David Cichelli contributes his revenue growth knowledge and experience to a wide array of sales organizations. His clients include leading companies in technology, telecommunications, wholesale/distribution, financial services and healthcare. David helps clients redefine and deploy go-to-customer solutions to ensure optimal revenue performance. By applying the Alexander Group’s Revenue Growth Model™, he helps companies achieve their revenue objectives through the coordination of marketing, sales and service resources. These efforts include revenue planning, customer engagement design, sales force configuration, and program design and management. He is the Alexander Group’s sales compensation practice leader.


Widely recognized by national professional associations and trade publications for his work in linking sales compensation to management’s objectives, David is a frequent speaker on sales compensation topics. He is author of Compensating the Sales Force (3rd edition) and The Sales Growth Imperative, published by McGraw Hill.
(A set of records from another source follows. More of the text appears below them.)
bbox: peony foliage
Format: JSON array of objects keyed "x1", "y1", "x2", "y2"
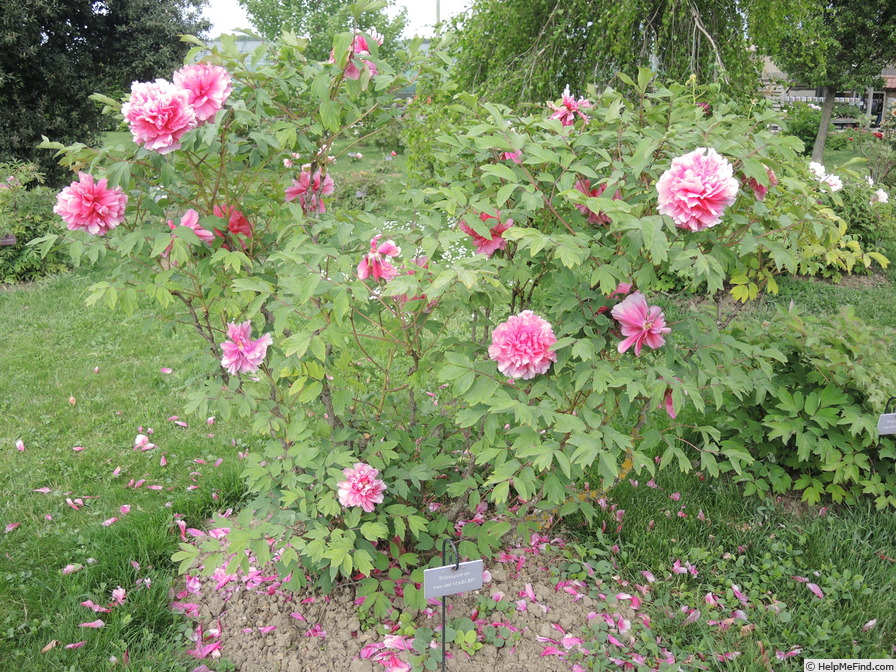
[{"x1": 39, "y1": 11, "x2": 887, "y2": 613}]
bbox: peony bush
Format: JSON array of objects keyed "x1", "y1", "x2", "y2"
[{"x1": 39, "y1": 12, "x2": 889, "y2": 614}]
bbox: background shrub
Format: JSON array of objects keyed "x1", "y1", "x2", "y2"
[
  {"x1": 0, "y1": 187, "x2": 70, "y2": 283},
  {"x1": 706, "y1": 306, "x2": 896, "y2": 508},
  {"x1": 782, "y1": 103, "x2": 822, "y2": 152}
]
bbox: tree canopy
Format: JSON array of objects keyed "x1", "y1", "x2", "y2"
[
  {"x1": 448, "y1": 0, "x2": 761, "y2": 107},
  {"x1": 238, "y1": 0, "x2": 407, "y2": 62},
  {"x1": 0, "y1": 0, "x2": 210, "y2": 184},
  {"x1": 748, "y1": 0, "x2": 896, "y2": 160}
]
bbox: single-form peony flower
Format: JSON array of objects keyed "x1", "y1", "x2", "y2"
[
  {"x1": 173, "y1": 63, "x2": 232, "y2": 122},
  {"x1": 547, "y1": 85, "x2": 592, "y2": 126},
  {"x1": 54, "y1": 173, "x2": 128, "y2": 236},
  {"x1": 459, "y1": 212, "x2": 513, "y2": 256},
  {"x1": 574, "y1": 178, "x2": 621, "y2": 225},
  {"x1": 872, "y1": 188, "x2": 889, "y2": 204},
  {"x1": 501, "y1": 150, "x2": 523, "y2": 164},
  {"x1": 339, "y1": 30, "x2": 383, "y2": 79},
  {"x1": 285, "y1": 169, "x2": 335, "y2": 214},
  {"x1": 172, "y1": 209, "x2": 215, "y2": 243},
  {"x1": 656, "y1": 147, "x2": 739, "y2": 231},
  {"x1": 220, "y1": 321, "x2": 273, "y2": 375},
  {"x1": 122, "y1": 79, "x2": 197, "y2": 154},
  {"x1": 358, "y1": 235, "x2": 400, "y2": 281},
  {"x1": 743, "y1": 167, "x2": 778, "y2": 202},
  {"x1": 611, "y1": 292, "x2": 670, "y2": 356},
  {"x1": 337, "y1": 463, "x2": 387, "y2": 513},
  {"x1": 488, "y1": 310, "x2": 557, "y2": 380},
  {"x1": 213, "y1": 205, "x2": 252, "y2": 237}
]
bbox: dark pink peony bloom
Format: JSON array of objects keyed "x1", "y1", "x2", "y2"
[
  {"x1": 488, "y1": 310, "x2": 557, "y2": 380},
  {"x1": 397, "y1": 255, "x2": 435, "y2": 309},
  {"x1": 337, "y1": 463, "x2": 387, "y2": 512},
  {"x1": 220, "y1": 321, "x2": 273, "y2": 375},
  {"x1": 656, "y1": 147, "x2": 739, "y2": 231},
  {"x1": 358, "y1": 235, "x2": 400, "y2": 281},
  {"x1": 173, "y1": 63, "x2": 233, "y2": 123},
  {"x1": 213, "y1": 205, "x2": 252, "y2": 237},
  {"x1": 54, "y1": 172, "x2": 128, "y2": 236},
  {"x1": 285, "y1": 169, "x2": 335, "y2": 214},
  {"x1": 611, "y1": 292, "x2": 670, "y2": 356},
  {"x1": 547, "y1": 86, "x2": 592, "y2": 126},
  {"x1": 122, "y1": 79, "x2": 197, "y2": 154},
  {"x1": 336, "y1": 30, "x2": 383, "y2": 80},
  {"x1": 574, "y1": 178, "x2": 621, "y2": 225},
  {"x1": 743, "y1": 167, "x2": 778, "y2": 202},
  {"x1": 459, "y1": 212, "x2": 513, "y2": 256}
]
He serves a leadership role in the design of the firm’s revenue growth conceptual models. David is an officer of the company. He is also the author of the 2018 Sales Compensation Almanac, published by AGI Press.


Prior to joining the Alexander Group in 1985, David served for five years as a national practice manager in sales compensation for a leading compensation consulting firm. Previously, he had spent seven years providing support to the field sales organization of a multinational Fortune 200 chemical company. David has a B.A. from Pennsylvania State University and an M.S. from Michigan State University.